MANAUS - Nesta época do ano, o volume de chuva aumenta a probabilidade de acidentes com animais peçonhentos. Pessoas que moram nas proximidades de matas e rios devem ter atenção redobrada. Dados parciais da Fundação de Medicina Tropical (FMT) mostram aumento de 25% no número de vítimas atendidos pela instituição, no ano passado. Até novembro de 2011, a Fundação realizou o tratamento de 144 pessoas, contra 107 atendidas no mesmo período de 2010
De acordo com o especialista em infectologia, Antônio Magela, o perigo aumenta entre os meses de novembro e junho, quando cresce o período de chuvas. “Normalmente as vítimas tem entre 15 e 49 anos e cerca de 80% são homens. As medidas usadas para evitar esses acidentes é que as pessoas não andem desprotegidas em lugares com entulhos ou mata fechada”, explicou. Ele pede para que as pessoas não façam nada com o lugar afetado. “Não tente sugar o veneno, nem dê nada para a pessoa tomar, não tente estancar o ferimento. Apenas leve a pessoa ao hospital mais próximo”, completou.

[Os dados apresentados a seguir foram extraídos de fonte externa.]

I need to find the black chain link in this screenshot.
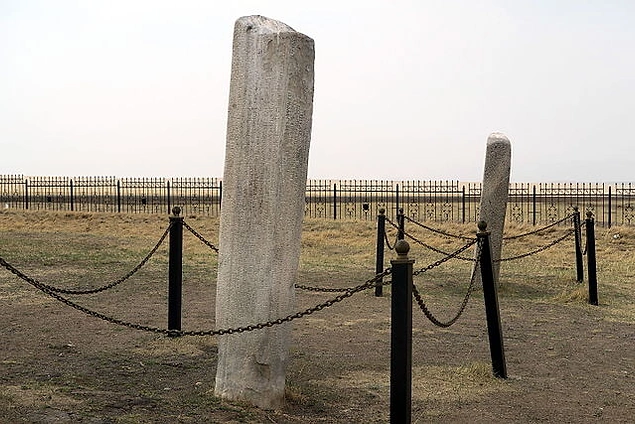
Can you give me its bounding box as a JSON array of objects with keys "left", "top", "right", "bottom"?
[
  {"left": 384, "top": 231, "right": 395, "bottom": 250},
  {"left": 0, "top": 253, "right": 392, "bottom": 336},
  {"left": 404, "top": 215, "right": 473, "bottom": 240},
  {"left": 412, "top": 241, "right": 482, "bottom": 328},
  {"left": 404, "top": 231, "right": 476, "bottom": 262},
  {"left": 503, "top": 214, "right": 574, "bottom": 240},
  {"left": 0, "top": 225, "right": 171, "bottom": 294},
  {"left": 493, "top": 229, "right": 575, "bottom": 262},
  {"left": 295, "top": 284, "right": 352, "bottom": 293},
  {"left": 412, "top": 239, "right": 478, "bottom": 276},
  {"left": 183, "top": 220, "right": 218, "bottom": 253}
]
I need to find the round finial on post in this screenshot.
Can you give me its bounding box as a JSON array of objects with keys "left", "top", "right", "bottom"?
[{"left": 395, "top": 239, "right": 410, "bottom": 259}]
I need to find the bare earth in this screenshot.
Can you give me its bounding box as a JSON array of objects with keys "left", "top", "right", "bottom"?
[{"left": 0, "top": 214, "right": 635, "bottom": 424}]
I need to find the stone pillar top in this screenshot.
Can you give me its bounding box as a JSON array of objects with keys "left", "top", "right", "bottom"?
[
  {"left": 487, "top": 132, "right": 511, "bottom": 145},
  {"left": 236, "top": 15, "right": 310, "bottom": 38}
]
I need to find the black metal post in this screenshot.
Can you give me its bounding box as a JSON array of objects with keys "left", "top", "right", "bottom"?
[
  {"left": 70, "top": 180, "right": 75, "bottom": 212},
  {"left": 586, "top": 211, "right": 599, "bottom": 305},
  {"left": 165, "top": 181, "right": 172, "bottom": 214},
  {"left": 609, "top": 186, "right": 612, "bottom": 228},
  {"left": 476, "top": 221, "right": 507, "bottom": 378},
  {"left": 24, "top": 180, "right": 29, "bottom": 209},
  {"left": 461, "top": 186, "right": 465, "bottom": 224},
  {"left": 117, "top": 180, "right": 121, "bottom": 213},
  {"left": 333, "top": 184, "right": 337, "bottom": 219},
  {"left": 573, "top": 206, "right": 584, "bottom": 283},
  {"left": 375, "top": 208, "right": 386, "bottom": 297},
  {"left": 390, "top": 240, "right": 414, "bottom": 424},
  {"left": 531, "top": 185, "right": 536, "bottom": 227},
  {"left": 168, "top": 206, "right": 183, "bottom": 336}
]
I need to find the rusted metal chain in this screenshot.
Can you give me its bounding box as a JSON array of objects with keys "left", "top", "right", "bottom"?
[
  {"left": 0, "top": 258, "right": 392, "bottom": 336},
  {"left": 494, "top": 229, "right": 575, "bottom": 262},
  {"left": 384, "top": 231, "right": 395, "bottom": 250},
  {"left": 412, "top": 237, "right": 481, "bottom": 328},
  {"left": 404, "top": 215, "right": 472, "bottom": 240},
  {"left": 412, "top": 239, "right": 478, "bottom": 276},
  {"left": 503, "top": 214, "right": 574, "bottom": 240},
  {"left": 183, "top": 220, "right": 218, "bottom": 253},
  {"left": 295, "top": 284, "right": 353, "bottom": 293},
  {"left": 404, "top": 231, "right": 476, "bottom": 262},
  {"left": 0, "top": 225, "right": 171, "bottom": 295}
]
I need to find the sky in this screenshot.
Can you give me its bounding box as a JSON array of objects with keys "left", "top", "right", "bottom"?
[{"left": 0, "top": 0, "right": 635, "bottom": 182}]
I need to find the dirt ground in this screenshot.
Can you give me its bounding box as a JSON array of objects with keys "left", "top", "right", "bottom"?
[{"left": 0, "top": 214, "right": 635, "bottom": 424}]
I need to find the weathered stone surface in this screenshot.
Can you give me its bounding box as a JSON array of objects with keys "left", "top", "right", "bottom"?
[
  {"left": 477, "top": 133, "right": 512, "bottom": 283},
  {"left": 215, "top": 16, "right": 314, "bottom": 408}
]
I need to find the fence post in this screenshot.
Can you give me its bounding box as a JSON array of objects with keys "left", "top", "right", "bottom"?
[
  {"left": 461, "top": 186, "right": 465, "bottom": 224},
  {"left": 476, "top": 221, "right": 507, "bottom": 378},
  {"left": 531, "top": 184, "right": 536, "bottom": 227},
  {"left": 586, "top": 211, "right": 598, "bottom": 305},
  {"left": 375, "top": 208, "right": 386, "bottom": 297},
  {"left": 70, "top": 180, "right": 75, "bottom": 212},
  {"left": 333, "top": 184, "right": 337, "bottom": 219},
  {"left": 397, "top": 208, "right": 406, "bottom": 240},
  {"left": 117, "top": 180, "right": 121, "bottom": 213},
  {"left": 573, "top": 206, "right": 584, "bottom": 283},
  {"left": 168, "top": 206, "right": 183, "bottom": 331},
  {"left": 165, "top": 180, "right": 172, "bottom": 214},
  {"left": 609, "top": 186, "right": 612, "bottom": 228},
  {"left": 390, "top": 240, "right": 414, "bottom": 424},
  {"left": 24, "top": 180, "right": 29, "bottom": 209}
]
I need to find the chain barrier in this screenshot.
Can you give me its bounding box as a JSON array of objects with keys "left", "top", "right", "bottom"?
[
  {"left": 384, "top": 231, "right": 395, "bottom": 250},
  {"left": 0, "top": 258, "right": 392, "bottom": 336},
  {"left": 183, "top": 220, "right": 218, "bottom": 253},
  {"left": 295, "top": 284, "right": 353, "bottom": 293},
  {"left": 494, "top": 229, "right": 575, "bottom": 262},
  {"left": 412, "top": 237, "right": 482, "bottom": 328},
  {"left": 412, "top": 239, "right": 478, "bottom": 276},
  {"left": 580, "top": 220, "right": 587, "bottom": 256},
  {"left": 503, "top": 214, "right": 574, "bottom": 240},
  {"left": 404, "top": 215, "right": 472, "bottom": 240},
  {"left": 494, "top": 229, "right": 575, "bottom": 262},
  {"left": 404, "top": 231, "right": 476, "bottom": 262},
  {"left": 0, "top": 225, "right": 171, "bottom": 294}
]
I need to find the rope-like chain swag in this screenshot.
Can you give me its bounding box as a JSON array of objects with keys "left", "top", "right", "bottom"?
[{"left": 0, "top": 216, "right": 588, "bottom": 336}]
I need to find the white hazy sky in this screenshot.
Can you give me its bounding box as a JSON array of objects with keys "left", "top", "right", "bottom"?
[{"left": 0, "top": 0, "right": 635, "bottom": 182}]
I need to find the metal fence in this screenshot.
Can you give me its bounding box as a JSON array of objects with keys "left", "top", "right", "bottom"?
[{"left": 0, "top": 175, "right": 635, "bottom": 227}]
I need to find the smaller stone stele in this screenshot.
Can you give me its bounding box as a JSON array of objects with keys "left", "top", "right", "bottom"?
[{"left": 477, "top": 132, "right": 512, "bottom": 283}]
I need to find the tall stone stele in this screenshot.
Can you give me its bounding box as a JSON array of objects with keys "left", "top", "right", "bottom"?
[
  {"left": 477, "top": 133, "right": 512, "bottom": 284},
  {"left": 215, "top": 16, "right": 315, "bottom": 409}
]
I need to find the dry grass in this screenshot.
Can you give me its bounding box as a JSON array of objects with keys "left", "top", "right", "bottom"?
[{"left": 0, "top": 210, "right": 635, "bottom": 423}]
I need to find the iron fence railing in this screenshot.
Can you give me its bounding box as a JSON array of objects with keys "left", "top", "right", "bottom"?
[{"left": 0, "top": 175, "right": 635, "bottom": 227}]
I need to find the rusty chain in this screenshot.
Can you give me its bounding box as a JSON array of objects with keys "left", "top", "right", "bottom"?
[
  {"left": 404, "top": 231, "right": 476, "bottom": 262},
  {"left": 503, "top": 214, "right": 574, "bottom": 240},
  {"left": 0, "top": 258, "right": 392, "bottom": 336},
  {"left": 412, "top": 237, "right": 482, "bottom": 328},
  {"left": 295, "top": 284, "right": 353, "bottom": 293},
  {"left": 0, "top": 225, "right": 171, "bottom": 294},
  {"left": 493, "top": 229, "right": 575, "bottom": 262},
  {"left": 412, "top": 239, "right": 478, "bottom": 276},
  {"left": 183, "top": 220, "right": 218, "bottom": 253},
  {"left": 384, "top": 231, "right": 395, "bottom": 250},
  {"left": 404, "top": 215, "right": 472, "bottom": 240}
]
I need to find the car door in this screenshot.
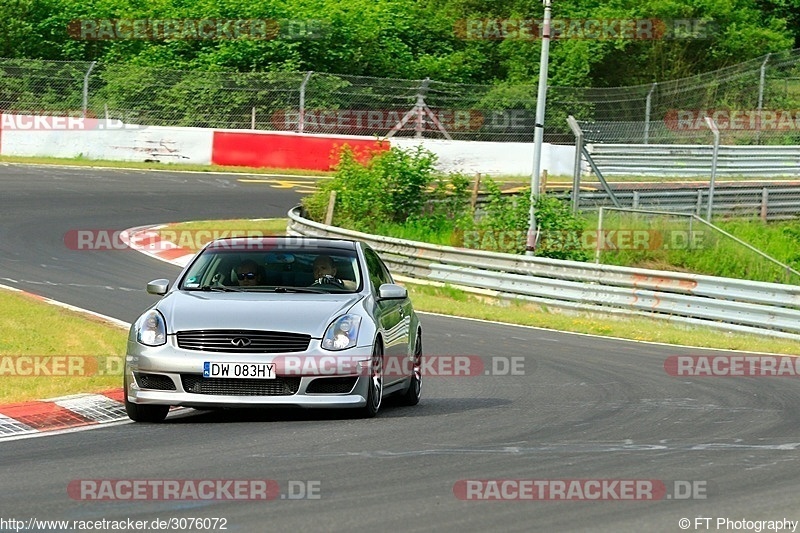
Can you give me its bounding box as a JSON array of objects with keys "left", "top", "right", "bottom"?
[{"left": 364, "top": 248, "right": 411, "bottom": 384}]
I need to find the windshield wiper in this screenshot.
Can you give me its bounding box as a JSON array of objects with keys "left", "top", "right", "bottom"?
[
  {"left": 195, "top": 285, "right": 242, "bottom": 292},
  {"left": 273, "top": 285, "right": 328, "bottom": 294}
]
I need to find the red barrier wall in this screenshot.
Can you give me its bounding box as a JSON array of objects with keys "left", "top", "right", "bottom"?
[{"left": 211, "top": 131, "right": 389, "bottom": 170}]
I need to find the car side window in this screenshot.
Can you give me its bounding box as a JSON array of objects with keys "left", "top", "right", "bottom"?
[{"left": 364, "top": 248, "right": 392, "bottom": 293}]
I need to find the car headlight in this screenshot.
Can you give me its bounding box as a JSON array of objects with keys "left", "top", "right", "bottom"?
[
  {"left": 322, "top": 315, "right": 361, "bottom": 350},
  {"left": 136, "top": 309, "right": 167, "bottom": 346}
]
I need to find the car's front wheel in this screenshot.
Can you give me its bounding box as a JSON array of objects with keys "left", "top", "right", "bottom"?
[
  {"left": 359, "top": 341, "right": 383, "bottom": 418},
  {"left": 124, "top": 371, "right": 169, "bottom": 422},
  {"left": 400, "top": 331, "right": 422, "bottom": 405}
]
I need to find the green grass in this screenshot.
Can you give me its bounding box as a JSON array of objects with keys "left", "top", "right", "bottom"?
[
  {"left": 0, "top": 290, "right": 127, "bottom": 404},
  {"left": 586, "top": 212, "right": 800, "bottom": 284},
  {"left": 406, "top": 283, "right": 800, "bottom": 355},
  {"left": 0, "top": 155, "right": 333, "bottom": 177}
]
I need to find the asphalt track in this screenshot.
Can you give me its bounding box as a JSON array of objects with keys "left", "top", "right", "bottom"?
[{"left": 0, "top": 166, "right": 800, "bottom": 531}]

Além da rapidez no atendimento, outra medida importante é tentar identificar o bicho que ocasionou o ferimento. “Conhecendo o animal, podemos administrar no paciente um soro específico para neutralizar aquele tipo de veneno. Se for possível capturar o animal, é importante trazê-lo em um recipiente para mostrá-lo ao profissional na hora do atendimento”, frisou Magela.
O remédio para a picada desses animais é sempre o próprio veneno, por isso a fundação possui um centro de gerenciamento de animais peçonhentos. No prédio, são pesquisadas espécies raras de aranhas, cobras e escorpiões.
Entre as raridades do centro está a Surucucu, considerada a maior serpente peçonhenta das Américas. “Esse banco de veneno é utilizado em pesquisa. Muitos médicos e doutores conseguiram achar um tipo de veneno para cada animal peçonhento, mas o trabalho é árduo”, comentou a gerente do centro de animais peçonhentos, Maria das Dores.
Os acidentes com bichos peçonhentos são mais comuns em áreas de floresta, como na zona rural de Manaus, de onde é oriunda grande parte dos pacientes atendidos na FMT. Também acontecem com maior frequência em regiões desmatadas, como é o caso das invasões. “Estes locais são quase sempre próximos de áreas habitadas”, disse. Nos primeiros dias do ano, duas vítimas de acidentes com animais peçonhentos já foram atendidos na FMT.